LOL! I know what you mean, ive seen some crazy explanations for quantum phenomena and some of them are pretty nuts. The issue isnt quantum mechanics, its the interpretations of it.

Essentially what physics has done is observe a bunch of stuff, and then see if its possible to get maths to fit the observations. In some cases the maths is elegant, in other cases its crazy and messy.

The issue is it seems to work. Here's the important part. We don't know Why it works, we just know it does. We know it does, because we have observed and tested it - loads, but the why of it eludes physicists. The reason why some of the explanations (quite a lot of them) appear nonsensical is because when you take the maths, and try and turn it into physical reality its just... weird. The problem is, unless your a physicist people want examples, they want a demonstration, an analogy, and there just isn't a very good one, because its so weird. As such you end up with this often talked about, but little understood topic. This is especially common when people talk about anything to do with superposition, collapsing a wavefunction, observers etc and leads to crazy analogies like disappearing moons and cats which are neither alive nor dead etc.

I will try and clarify most of this stuff in a small example. If I give you $5 and $10 and ask you for the total.

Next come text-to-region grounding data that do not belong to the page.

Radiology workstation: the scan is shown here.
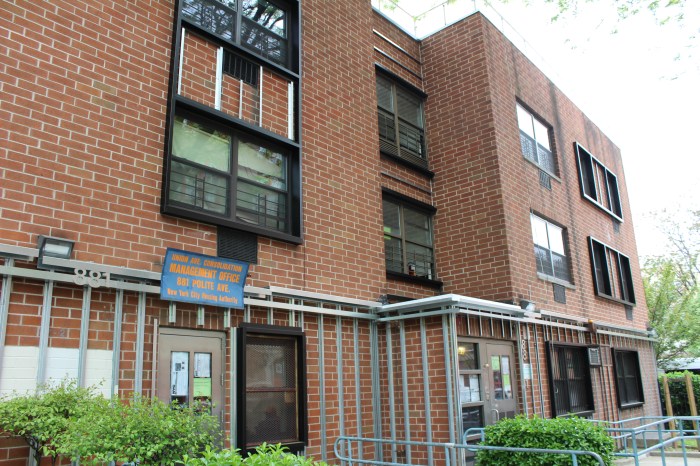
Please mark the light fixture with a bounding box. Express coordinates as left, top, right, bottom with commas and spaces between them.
519, 299, 536, 312
37, 235, 75, 270
458, 345, 467, 356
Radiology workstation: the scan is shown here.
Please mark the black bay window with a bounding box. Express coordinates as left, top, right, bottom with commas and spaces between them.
589, 237, 635, 306
576, 142, 623, 221
164, 109, 300, 242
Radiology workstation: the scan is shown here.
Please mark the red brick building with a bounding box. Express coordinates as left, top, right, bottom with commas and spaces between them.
0, 0, 660, 464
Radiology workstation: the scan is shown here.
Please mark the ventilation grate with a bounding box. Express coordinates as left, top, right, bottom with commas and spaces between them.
625, 305, 633, 321
553, 283, 566, 304
613, 220, 621, 233
223, 51, 259, 87
217, 226, 258, 264
539, 169, 552, 190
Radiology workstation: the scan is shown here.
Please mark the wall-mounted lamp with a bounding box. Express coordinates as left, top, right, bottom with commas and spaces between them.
519, 299, 536, 312
457, 345, 467, 356
37, 235, 75, 271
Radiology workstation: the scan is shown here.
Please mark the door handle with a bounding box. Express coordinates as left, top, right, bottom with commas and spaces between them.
491, 408, 500, 424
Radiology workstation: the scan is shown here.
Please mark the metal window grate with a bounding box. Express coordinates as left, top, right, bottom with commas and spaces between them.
223, 51, 259, 86
539, 169, 552, 190
217, 226, 258, 264
552, 283, 566, 304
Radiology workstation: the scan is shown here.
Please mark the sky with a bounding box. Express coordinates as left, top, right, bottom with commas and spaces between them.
375, 0, 700, 260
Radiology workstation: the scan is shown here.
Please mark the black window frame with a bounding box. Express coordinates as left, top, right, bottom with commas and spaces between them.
612, 349, 645, 408
376, 68, 428, 171
575, 142, 623, 222
516, 102, 557, 176
530, 213, 571, 284
382, 191, 438, 285
162, 105, 302, 243
546, 343, 594, 417
588, 237, 636, 306
236, 323, 307, 454
179, 0, 299, 73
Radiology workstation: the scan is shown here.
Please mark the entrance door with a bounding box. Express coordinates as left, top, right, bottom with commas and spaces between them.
484, 343, 516, 424
157, 328, 225, 422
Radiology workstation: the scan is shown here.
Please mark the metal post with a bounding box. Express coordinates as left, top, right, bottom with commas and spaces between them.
516, 323, 529, 415
77, 286, 91, 387
399, 320, 411, 463
0, 257, 15, 376
134, 291, 146, 395
318, 314, 327, 462
36, 280, 54, 386
386, 322, 397, 463
442, 314, 457, 466
336, 314, 346, 466
231, 329, 237, 448
370, 321, 383, 461
353, 318, 363, 461
420, 318, 434, 466
111, 289, 124, 398
534, 323, 545, 417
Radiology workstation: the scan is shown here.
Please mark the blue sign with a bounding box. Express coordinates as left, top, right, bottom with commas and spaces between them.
161, 248, 248, 309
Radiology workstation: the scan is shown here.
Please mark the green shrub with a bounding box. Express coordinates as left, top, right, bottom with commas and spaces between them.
60, 395, 221, 465
476, 415, 615, 466
659, 371, 700, 417
0, 380, 104, 466
183, 443, 328, 466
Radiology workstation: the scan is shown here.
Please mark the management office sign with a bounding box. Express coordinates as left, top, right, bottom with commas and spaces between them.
160, 248, 248, 309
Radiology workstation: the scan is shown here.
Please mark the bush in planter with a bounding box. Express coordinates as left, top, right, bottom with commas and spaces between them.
60, 395, 221, 465
182, 443, 328, 466
476, 415, 615, 466
0, 379, 104, 466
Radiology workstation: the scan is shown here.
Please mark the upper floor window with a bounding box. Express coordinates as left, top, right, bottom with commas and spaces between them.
377, 74, 427, 168
164, 109, 300, 241
530, 214, 570, 283
181, 0, 294, 70
613, 349, 644, 408
383, 197, 435, 280
576, 143, 623, 221
589, 238, 635, 306
516, 103, 556, 175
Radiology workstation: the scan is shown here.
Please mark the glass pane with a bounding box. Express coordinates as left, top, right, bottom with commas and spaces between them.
173, 115, 231, 172
238, 140, 287, 189
384, 236, 403, 273
396, 88, 422, 128
458, 343, 478, 371
236, 180, 287, 231
461, 406, 483, 431
534, 245, 554, 276
547, 223, 565, 255
404, 209, 431, 245
245, 335, 298, 445
193, 353, 212, 412
530, 214, 548, 248
376, 76, 394, 111
182, 0, 237, 40
533, 118, 550, 150
170, 351, 189, 405
170, 161, 228, 214
492, 355, 503, 400
382, 200, 401, 236
459, 374, 481, 403
501, 356, 513, 399
516, 104, 534, 137
406, 242, 433, 278
242, 0, 286, 37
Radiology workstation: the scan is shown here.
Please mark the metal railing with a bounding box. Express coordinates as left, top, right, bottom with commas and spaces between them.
334, 435, 606, 466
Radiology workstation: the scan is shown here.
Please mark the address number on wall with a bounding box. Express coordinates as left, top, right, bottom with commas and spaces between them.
73, 268, 110, 288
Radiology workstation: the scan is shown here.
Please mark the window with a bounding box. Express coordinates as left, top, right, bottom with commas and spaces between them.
613, 349, 644, 407
377, 74, 427, 168
181, 0, 294, 69
589, 238, 635, 305
576, 143, 623, 221
547, 344, 594, 416
530, 214, 570, 283
236, 324, 307, 453
458, 342, 484, 431
164, 110, 300, 241
516, 103, 556, 175
383, 197, 435, 280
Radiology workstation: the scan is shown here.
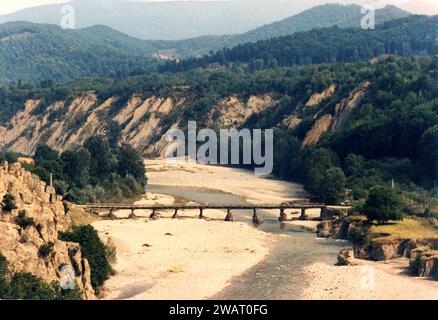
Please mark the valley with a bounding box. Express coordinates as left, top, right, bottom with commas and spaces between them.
0, 1, 437, 302
92, 160, 438, 300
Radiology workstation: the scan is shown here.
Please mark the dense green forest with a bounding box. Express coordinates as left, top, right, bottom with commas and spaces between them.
0, 12, 437, 212
4, 136, 147, 204
1, 55, 437, 212
0, 5, 411, 84
34, 139, 146, 204
0, 22, 160, 83
165, 15, 438, 71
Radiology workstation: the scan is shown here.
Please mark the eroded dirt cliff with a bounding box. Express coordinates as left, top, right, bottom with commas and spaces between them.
0, 82, 370, 155
0, 93, 278, 156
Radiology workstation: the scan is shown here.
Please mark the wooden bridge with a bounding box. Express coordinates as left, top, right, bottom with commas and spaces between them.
84, 202, 331, 223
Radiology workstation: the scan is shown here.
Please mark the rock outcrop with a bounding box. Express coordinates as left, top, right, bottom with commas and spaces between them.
0, 82, 373, 156
336, 247, 357, 266
305, 84, 336, 108
303, 81, 370, 145
0, 162, 95, 299
0, 92, 277, 157
303, 114, 333, 145
409, 248, 438, 280
208, 94, 276, 128
283, 115, 302, 129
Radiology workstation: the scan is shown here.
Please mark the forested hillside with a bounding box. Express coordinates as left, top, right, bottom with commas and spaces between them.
167, 15, 438, 71
1, 56, 437, 209
0, 4, 411, 84
0, 9, 437, 210
0, 22, 160, 83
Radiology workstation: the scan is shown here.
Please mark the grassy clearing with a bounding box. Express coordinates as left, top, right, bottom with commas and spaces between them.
69, 208, 100, 226
371, 218, 438, 240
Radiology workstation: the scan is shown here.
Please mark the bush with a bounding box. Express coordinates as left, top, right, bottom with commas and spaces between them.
0, 152, 19, 164
348, 200, 365, 216
38, 242, 55, 258
16, 210, 35, 229
0, 254, 81, 300
5, 273, 81, 300
6, 273, 59, 300
363, 185, 403, 224
59, 225, 111, 289
348, 225, 372, 246
2, 193, 17, 212
0, 254, 7, 279
0, 254, 7, 297
105, 238, 117, 265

You will answer $15. This is a mathematical expression to which you have a numeric answer.If I am about to roll a dice and ask you which number will it land on, in that scenario your answer will be "I dont know". Now you could absolutely give me a probability - you could say "its a 1/6 chance of landing on a number between 1-6". Essentially rather than give me a numerical answer, you have to give me a function as an answer, and as this function will give you a probability we call it a probability function.So there is no way to know which number the dice will land on, but you do know the probability function of the dice and you can tell me there's a 1/6 chance of it landing on any of its sides.So now we roll the dice, once its stopped rolling and we then look at the dice, you can now tell me the numbers its on! You no longer have a probability function anymore because you can now observe the actual value.

This is in essence what most of the misunderstanding of quantum physics is about. We have observed that the probability function of a lot of quantum events happens to be in the form of a wave. So while the quantum event is happening the prediction of its position, or momentum, or energy etc is a probability function. We dont know what the number is, but we know the likelihood of it being certain values. Then when we observe the event, its like looking at the dice after its finished rolling, now we have a specific value. In physics this is given the fancy sounding term of "wavefunction collapse".

So when you come across the nonsense descriptions they're normally trying to say that until you "measure" or "observe" the quantum object, it will be in a "superposition of states" and is in neither one state nor another. (essentially while the dice is rolling its value is not a 2 or a 4 yet, its a probability function). Once you measure or observe it, then the wavefunction collapses and then you can observe its state. (once the dice stops rolling you'll have an actual value rather than a probability)
Hence the cat is neither alive nor dead until you open the box, the moon isnt there until you observe it etc etc. Its just people taking the maths probability stuff in a literal sense and applying it to absurd examples.